How are servo motors used in CNC machines and other precision machining equipment?

Servo motors play a crucial role in CNC (Computer Numerical Control) machines and other precision machining equipment. They provide precise and dynamic control over the movement of various axes, enabling high-accuracy positioning, rapid speed changes, and smooth motion profiles. Here’s a detailed explanation of how servo motors are used in CNC machines and precision machining equipment:

1. Axis Control:

CNC machines typically have multiple axes, such as X, Y, and Z for linear movements, as well as rotary axes for rotational movements. Servo motors are employed to drive each axis, converting electrical signals from the CNC controller into mechanical motion. The position, velocity, and acceleration of the servo motors are precisely controlled to achieve accurate and repeatable positioning of the machine’s tool or workpiece.

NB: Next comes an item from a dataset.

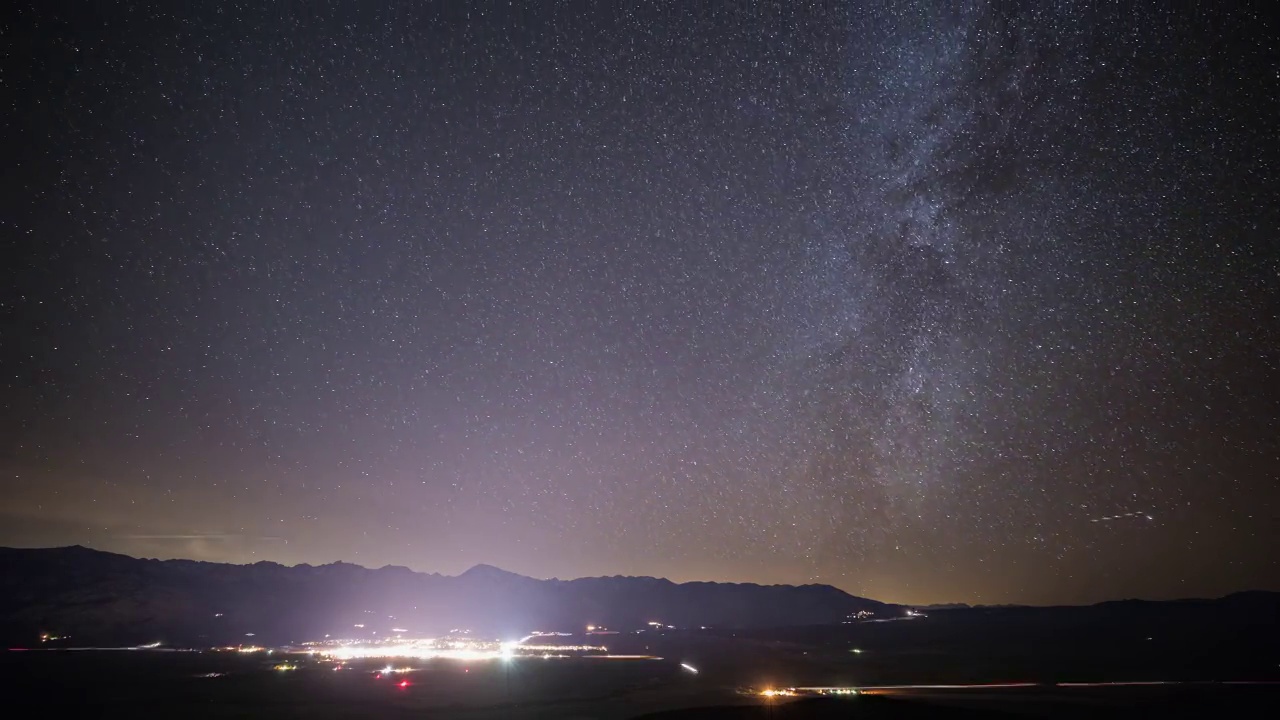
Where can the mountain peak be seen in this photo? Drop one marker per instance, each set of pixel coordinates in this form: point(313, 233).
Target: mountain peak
point(489, 572)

2. Feedback and Closed-Loop Control:

Servo motors in CNC machines are equipped with feedback devices, such as encoders or resolvers, to provide real-time information about the motor’s actual position. This feedback is used in a closed-loop control system, where the CNC controller continuously compares the desired position with the actual position and adjusts the motor’s control signals accordingly. This closed-loop control ensures accurate positioning and compensates for any errors, such as mechanical backlash or load variations.

3. Rapid and Precise Speed Changes:

Servo motors offer excellent dynamic response, allowing CNC machines to achieve rapid and precise speed changes during machining operations. By adjusting the control signals to the servo motors, the CNC controller can smoothly accelerate or decelerate the machine’s axes, resulting in efficient machining processes and reduced cycle times.

4. Contouring and Path Tracing:

CNC machines often perform complex machining tasks, such as contouring or following intricate paths. Servo motors enable precise path tracing by accurately controlling the position and velocity of the machine’s tool along the programmed path. This capability is crucial for producing intricate shapes, smooth curves, and intricate details with high precision.

5. Spindle Control:

In addition to axis control, servo motors are also used to control the spindle in CNC machines. The spindle motor, typically a servo motor, rotates the cutting tool or workpiece at the desired speed. Servo control ensures precise speed and torque control, allowing for optimal cutting conditions and surface finish quality.

6. Tool Changers and Automatic Tool Compensation:

CNC machines often feature automatic tool changers to switch between different cutting tools during machining operations. Servo motors are utilized to precisely position the tool changer mechanism, enabling quick and accurate tool changes. Additionally, servo motors can be used for automatic tool compensation, adjusting the tool’s position or orientation to compensate for wear, tool length variations, or tool offsets.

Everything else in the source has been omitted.